Calló bruscamente, dominado por la ira, y, girando sobre sus talones, se alejó de ellos.

Cuando se hubo marchado, Belami hizo una seña a los jóvenes servidores para que le siguieran hasta donde no pudiesen ser oídos. Entonces les dijo:

—Mucho ojo con ése, mes camarades. El sol de muchas largas patrullas por el desierto ardiente le ha causado algún daño a nuestro valiente mariscal. Conozco su reputación. Físicamente, aún está en forma, y el templario es un valiente caballero en la batalla. —Bajó la voz—. Pero el sol del desierto puede causar efectos extraños en un hombre. Tened en cuenta mi advertencia, sobre todo tú, Simon: no os quedéis a solas con él.

—Pero muchas de las cosas que dijo parecen correctas —comentó Pierre—. Por todas partes se ven grandes riquezas y muchas jóvenes mujeres libres. Dondequiera que exista esta situación, suele haber problemas.

—Además no terminó de aclarar a qué se debe el gran número de castillos que hay en Tierra Santa —dijo Simon, intrigado.

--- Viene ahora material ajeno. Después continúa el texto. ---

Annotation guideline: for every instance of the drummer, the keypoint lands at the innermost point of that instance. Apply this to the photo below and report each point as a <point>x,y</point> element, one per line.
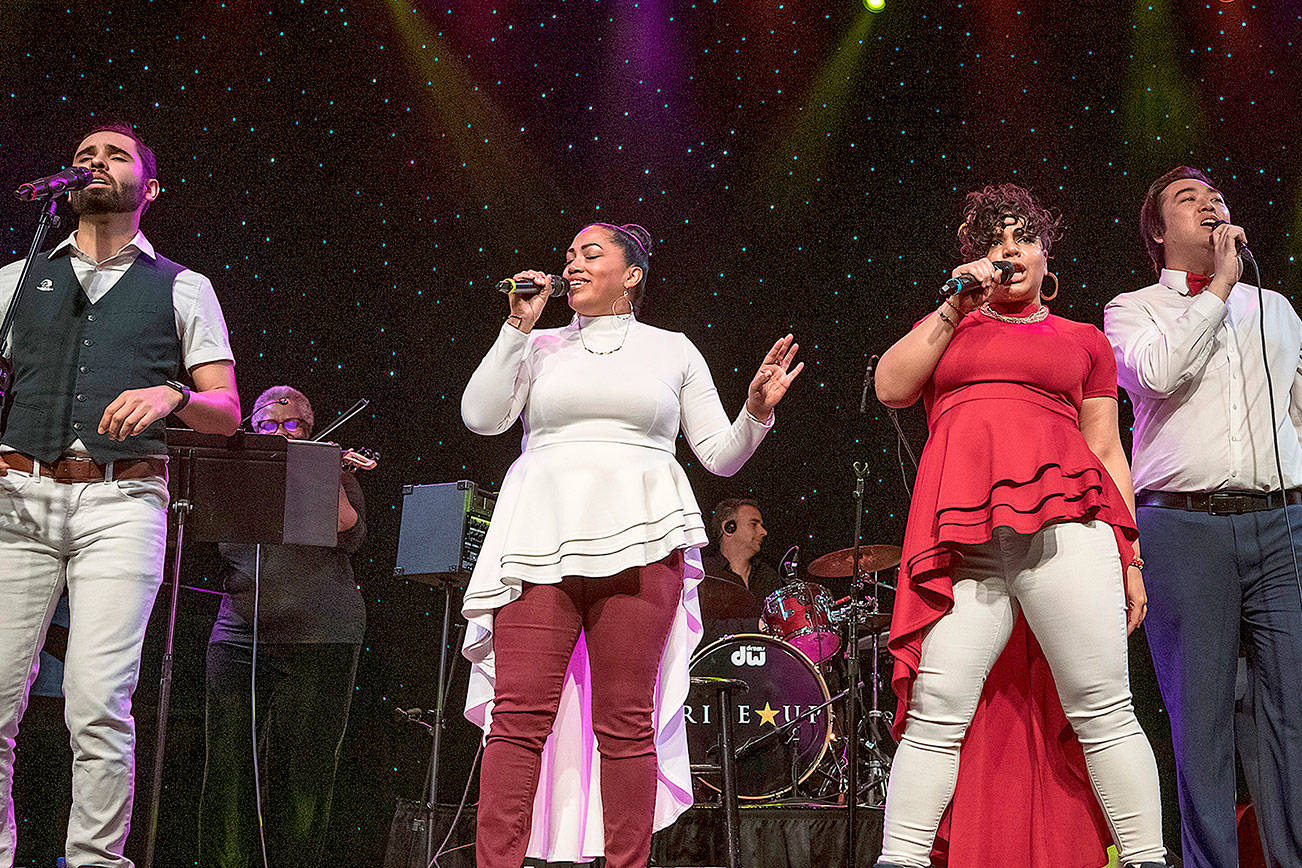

—Ésa es una pregunta difícil de contestar —repuso el veterano—. La mayoría de los castillos y fortalezas se encuentran en línea de mira unos de otros. Esto es así, naturalmente, para protección mutua. Pero guarnecerlos a todos requiere demasiados caballeros, sirvientes y lanceros auxiliares. La Cruzada es en realidad una guerra móvil, que exige rápidos desplazamientos de caballería hacia cualquier lugar donde haya un conflicto. Encerrar a todas esas fuerzas dentro de fuertes murallas no hace más que ceder la iniciativa a los sarracenos. Cuando Saladino haga un movimiento, que con seguridad debe hacer un día no muy lejano, necesitaremos a todos los lanceros y soldados de caballería que tengamos para hacer frente a su raudo ataque. Mantener a todas las fuerzas en castillos y detrás de las murallas de las ciudades es puramente una estrategia defensiva para guardar la riqueza de los nobles. Esto es una Cruzada, no una maldita acción de retaguardia para proteger los tesoros mal habidos de los avariciosos potentados.

—¿Qué quería decir De Barres con aquello de que hay más prostitutas que peregrinos? —inquirió Simon.

Belami se sonrió.

—Yo diría que se igualan en número.

Los dos jóvenes parecieron sorprendidos.

—¡Oh, vamos, mes braves! No todas las prostitutas son malas. De Barres cree que todas las mujeres son una consecuencia del «engendro del Mal», pero el caso es que él es distinto a nosotros. He conocido putas de buen corazón en mis tiempos, y hasta una o dos con un corazón de oro también.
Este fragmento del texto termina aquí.